In our model scenarios, we assumed that the food composition of both species was similar. Seasonal differences in activity and feeding may cause changes in annual diet composition or the predation impact on specific prey. For example, signal crayfish are a potential predator of the eggs of autumn-spawning fish during the autumn and winter (Karjalainen et al. 2015), but according to our new results, noble crayfish may be even more active and therefore potentially more efficient at preying on fish eggs at low temperatures. However, the littoral and sublittoral zones of large oligotrophic lakes are not the typical habitat of noble crayfish, whereas signal crayfish have spread widely in the large lakes of southern and central Finland (Ruokonen et al. 2014, 2018). Nyström and Strand (1996) reported that signal crayfish had a stronger grazing impact on aquatic macrophytes than noble crayfish. The difference was most evident at higher temperatures (15 and 22 °C). Nyström et al. (1999) also found that signal crayfish had stronger impacts on macrophytes and benthic macroinvertebrates in an experiment conducted at summer temperatures. An analysis of the seasonal dietary changes of noble and signal crayfish and the availability of their prey was beyond the scope of our study, but would be an important additional perspective in achieving a more comprehensive conception of their ecological impacts.

A rising ambient temperature, which is one of the most significant elements of climate change, poses a particular challenge to temperature sensitive organisms such as crustacea. Small changes in the ambient temperature may strongly influence the physiology and behaviour of crustaceans (Foucreau et al. 2013), which will undoubtedly be reflected in their impacts on the ecosystem and potential to invade the north. The energetic costs resulting from the rising temperature are usually compensated for by increasing food intake or changing the diet to energy sources with a higher energy content (Woodward et al. 2010). The rising temperature may also enhance predatory activity, thereby increasing impacts on other biota.

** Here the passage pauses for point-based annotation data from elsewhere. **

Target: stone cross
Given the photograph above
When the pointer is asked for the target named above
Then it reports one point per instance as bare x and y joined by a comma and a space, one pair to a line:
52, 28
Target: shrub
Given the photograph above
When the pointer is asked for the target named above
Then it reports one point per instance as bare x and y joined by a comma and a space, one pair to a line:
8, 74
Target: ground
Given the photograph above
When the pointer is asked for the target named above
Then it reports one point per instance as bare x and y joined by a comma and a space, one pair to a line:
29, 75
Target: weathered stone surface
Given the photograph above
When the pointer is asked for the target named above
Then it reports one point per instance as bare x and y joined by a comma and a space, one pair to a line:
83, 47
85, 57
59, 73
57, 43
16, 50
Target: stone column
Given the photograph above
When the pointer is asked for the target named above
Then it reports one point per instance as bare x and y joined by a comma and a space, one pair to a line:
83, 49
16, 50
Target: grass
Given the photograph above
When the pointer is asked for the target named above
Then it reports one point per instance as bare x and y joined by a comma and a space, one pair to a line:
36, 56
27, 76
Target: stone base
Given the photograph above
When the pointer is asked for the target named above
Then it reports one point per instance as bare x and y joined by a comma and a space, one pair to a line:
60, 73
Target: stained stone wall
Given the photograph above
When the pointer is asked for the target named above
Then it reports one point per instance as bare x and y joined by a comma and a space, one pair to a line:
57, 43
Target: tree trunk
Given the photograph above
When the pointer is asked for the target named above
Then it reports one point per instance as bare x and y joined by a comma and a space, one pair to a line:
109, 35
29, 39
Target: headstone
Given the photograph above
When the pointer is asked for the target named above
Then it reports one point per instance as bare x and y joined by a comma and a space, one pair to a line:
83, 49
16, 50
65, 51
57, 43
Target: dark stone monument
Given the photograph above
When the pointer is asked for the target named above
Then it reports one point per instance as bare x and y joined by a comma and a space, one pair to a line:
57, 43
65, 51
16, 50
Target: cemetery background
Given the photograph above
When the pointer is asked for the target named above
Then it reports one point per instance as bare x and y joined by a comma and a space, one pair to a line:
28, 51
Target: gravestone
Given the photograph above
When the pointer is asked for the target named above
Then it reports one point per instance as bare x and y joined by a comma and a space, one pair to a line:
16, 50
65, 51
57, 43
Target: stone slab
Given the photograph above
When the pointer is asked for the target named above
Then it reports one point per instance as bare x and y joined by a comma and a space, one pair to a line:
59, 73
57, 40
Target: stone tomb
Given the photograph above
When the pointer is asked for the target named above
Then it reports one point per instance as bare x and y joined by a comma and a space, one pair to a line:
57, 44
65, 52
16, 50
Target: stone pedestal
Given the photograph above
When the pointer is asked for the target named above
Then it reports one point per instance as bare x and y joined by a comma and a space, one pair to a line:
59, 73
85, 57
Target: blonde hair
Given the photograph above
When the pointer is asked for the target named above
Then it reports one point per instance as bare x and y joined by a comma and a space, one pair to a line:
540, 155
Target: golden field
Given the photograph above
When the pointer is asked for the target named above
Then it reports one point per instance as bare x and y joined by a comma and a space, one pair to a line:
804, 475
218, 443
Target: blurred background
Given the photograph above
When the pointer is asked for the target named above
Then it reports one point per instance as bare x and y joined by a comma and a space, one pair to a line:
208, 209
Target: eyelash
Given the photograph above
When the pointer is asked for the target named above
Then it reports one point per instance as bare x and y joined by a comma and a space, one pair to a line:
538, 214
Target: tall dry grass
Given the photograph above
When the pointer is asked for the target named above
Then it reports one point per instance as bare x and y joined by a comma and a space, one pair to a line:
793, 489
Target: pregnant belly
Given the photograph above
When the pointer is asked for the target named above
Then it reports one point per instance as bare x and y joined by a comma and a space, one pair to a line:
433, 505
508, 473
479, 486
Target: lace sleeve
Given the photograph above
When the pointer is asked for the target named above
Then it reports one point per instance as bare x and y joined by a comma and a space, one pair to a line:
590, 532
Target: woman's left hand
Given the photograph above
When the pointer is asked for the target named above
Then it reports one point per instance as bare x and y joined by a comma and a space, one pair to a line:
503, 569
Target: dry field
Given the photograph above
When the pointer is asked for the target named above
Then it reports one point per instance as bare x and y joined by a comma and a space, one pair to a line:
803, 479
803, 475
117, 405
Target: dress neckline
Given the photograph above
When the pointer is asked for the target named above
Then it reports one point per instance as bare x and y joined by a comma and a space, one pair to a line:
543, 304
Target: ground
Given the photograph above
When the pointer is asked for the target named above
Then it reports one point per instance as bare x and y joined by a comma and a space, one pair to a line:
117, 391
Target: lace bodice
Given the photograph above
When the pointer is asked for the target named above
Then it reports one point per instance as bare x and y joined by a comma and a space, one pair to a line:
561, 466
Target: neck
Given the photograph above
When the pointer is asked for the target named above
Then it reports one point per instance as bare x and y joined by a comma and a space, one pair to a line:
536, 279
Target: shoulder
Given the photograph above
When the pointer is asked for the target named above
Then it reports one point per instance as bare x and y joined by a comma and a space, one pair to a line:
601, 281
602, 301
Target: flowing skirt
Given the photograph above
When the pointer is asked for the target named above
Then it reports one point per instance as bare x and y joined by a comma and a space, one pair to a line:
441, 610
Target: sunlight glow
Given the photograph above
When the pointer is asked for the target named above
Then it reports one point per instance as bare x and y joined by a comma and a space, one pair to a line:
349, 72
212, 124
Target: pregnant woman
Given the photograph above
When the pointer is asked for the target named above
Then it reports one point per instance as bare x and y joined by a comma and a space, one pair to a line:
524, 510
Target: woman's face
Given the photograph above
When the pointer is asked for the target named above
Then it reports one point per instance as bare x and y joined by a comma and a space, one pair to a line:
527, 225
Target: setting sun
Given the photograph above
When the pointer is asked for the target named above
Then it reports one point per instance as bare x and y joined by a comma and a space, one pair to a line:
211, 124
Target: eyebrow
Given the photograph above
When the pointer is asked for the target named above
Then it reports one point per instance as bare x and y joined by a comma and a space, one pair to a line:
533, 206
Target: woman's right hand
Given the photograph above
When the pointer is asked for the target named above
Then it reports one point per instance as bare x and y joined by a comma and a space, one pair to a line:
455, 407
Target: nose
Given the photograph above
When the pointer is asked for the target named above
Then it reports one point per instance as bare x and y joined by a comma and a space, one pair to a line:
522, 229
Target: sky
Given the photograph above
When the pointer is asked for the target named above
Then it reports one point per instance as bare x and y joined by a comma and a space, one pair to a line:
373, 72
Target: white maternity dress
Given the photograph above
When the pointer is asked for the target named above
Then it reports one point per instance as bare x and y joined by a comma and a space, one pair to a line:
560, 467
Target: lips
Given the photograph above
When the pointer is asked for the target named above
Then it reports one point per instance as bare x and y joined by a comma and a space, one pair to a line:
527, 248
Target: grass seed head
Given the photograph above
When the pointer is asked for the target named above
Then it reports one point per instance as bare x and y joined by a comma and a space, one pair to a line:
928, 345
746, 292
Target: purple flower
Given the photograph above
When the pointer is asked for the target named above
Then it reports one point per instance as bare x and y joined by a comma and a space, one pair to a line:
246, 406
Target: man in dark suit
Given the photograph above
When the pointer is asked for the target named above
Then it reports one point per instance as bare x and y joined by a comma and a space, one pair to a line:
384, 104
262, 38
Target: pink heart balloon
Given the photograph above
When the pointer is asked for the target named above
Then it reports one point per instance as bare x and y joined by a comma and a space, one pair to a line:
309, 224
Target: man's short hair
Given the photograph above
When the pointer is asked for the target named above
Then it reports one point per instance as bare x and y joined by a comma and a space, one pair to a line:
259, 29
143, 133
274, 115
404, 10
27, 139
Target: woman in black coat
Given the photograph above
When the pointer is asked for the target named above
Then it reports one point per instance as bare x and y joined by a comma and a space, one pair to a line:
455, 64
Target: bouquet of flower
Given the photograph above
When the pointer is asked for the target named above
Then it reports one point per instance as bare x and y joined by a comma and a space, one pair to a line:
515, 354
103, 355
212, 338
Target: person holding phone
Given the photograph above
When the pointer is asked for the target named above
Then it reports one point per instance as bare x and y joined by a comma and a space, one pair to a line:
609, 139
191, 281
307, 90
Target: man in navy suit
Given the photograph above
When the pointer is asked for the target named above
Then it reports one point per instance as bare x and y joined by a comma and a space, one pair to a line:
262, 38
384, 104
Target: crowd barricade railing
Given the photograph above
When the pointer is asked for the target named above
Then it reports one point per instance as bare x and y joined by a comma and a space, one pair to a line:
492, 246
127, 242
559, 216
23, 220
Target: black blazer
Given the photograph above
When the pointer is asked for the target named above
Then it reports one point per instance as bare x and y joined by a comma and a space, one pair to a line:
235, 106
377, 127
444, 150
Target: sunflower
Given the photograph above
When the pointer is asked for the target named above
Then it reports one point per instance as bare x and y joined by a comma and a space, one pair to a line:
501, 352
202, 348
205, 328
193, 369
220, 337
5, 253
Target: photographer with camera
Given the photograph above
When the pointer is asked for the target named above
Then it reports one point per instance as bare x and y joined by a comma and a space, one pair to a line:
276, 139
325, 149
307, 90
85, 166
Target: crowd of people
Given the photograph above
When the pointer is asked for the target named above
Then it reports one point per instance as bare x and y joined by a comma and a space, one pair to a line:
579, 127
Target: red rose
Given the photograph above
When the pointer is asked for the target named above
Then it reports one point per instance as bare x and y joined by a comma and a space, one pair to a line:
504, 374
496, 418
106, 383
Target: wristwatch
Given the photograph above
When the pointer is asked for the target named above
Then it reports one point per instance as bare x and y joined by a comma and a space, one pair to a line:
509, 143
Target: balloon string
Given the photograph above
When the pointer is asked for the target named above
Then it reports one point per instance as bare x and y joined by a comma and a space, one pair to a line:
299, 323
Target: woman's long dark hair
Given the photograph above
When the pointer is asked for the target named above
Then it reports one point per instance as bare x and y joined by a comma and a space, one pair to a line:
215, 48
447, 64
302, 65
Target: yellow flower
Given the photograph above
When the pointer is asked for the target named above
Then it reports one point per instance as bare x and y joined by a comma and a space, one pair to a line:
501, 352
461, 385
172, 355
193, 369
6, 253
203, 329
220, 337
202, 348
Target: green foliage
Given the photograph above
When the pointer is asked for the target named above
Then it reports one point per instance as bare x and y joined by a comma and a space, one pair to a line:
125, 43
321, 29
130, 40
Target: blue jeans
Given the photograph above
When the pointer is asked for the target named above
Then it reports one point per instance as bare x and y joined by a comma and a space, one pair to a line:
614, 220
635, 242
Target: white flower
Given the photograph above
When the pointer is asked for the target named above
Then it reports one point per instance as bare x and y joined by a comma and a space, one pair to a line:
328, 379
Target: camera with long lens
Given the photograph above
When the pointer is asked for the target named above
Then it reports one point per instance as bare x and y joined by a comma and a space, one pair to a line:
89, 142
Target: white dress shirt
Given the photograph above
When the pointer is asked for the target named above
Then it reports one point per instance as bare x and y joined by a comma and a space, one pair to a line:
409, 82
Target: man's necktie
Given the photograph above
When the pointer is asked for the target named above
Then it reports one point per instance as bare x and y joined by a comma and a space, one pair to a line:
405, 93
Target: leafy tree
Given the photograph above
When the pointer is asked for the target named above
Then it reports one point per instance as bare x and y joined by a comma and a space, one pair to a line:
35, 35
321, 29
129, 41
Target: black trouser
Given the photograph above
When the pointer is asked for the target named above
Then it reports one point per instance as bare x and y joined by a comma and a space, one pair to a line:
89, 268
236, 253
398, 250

Recently, Pellan et al. (2016) have suggested that the impact of invasive crustaceans is likely to increase with warming, but the generality of results remains scarce, and a mechanistic understanding of climate change impacts requires more research. Our simulations showed that the direct annual predation impact of noble and signal crayfish seems to be similar at present and in future, although the seasonal dynamics of the predation differs considerably. In all, the divergent temperature-specific metabolic and feeding rate of crayfish species needs to be taken into account in the invasion control and impact assessment of non-native crayfish instead of simple generalisations of the direction or magnitude of impacts.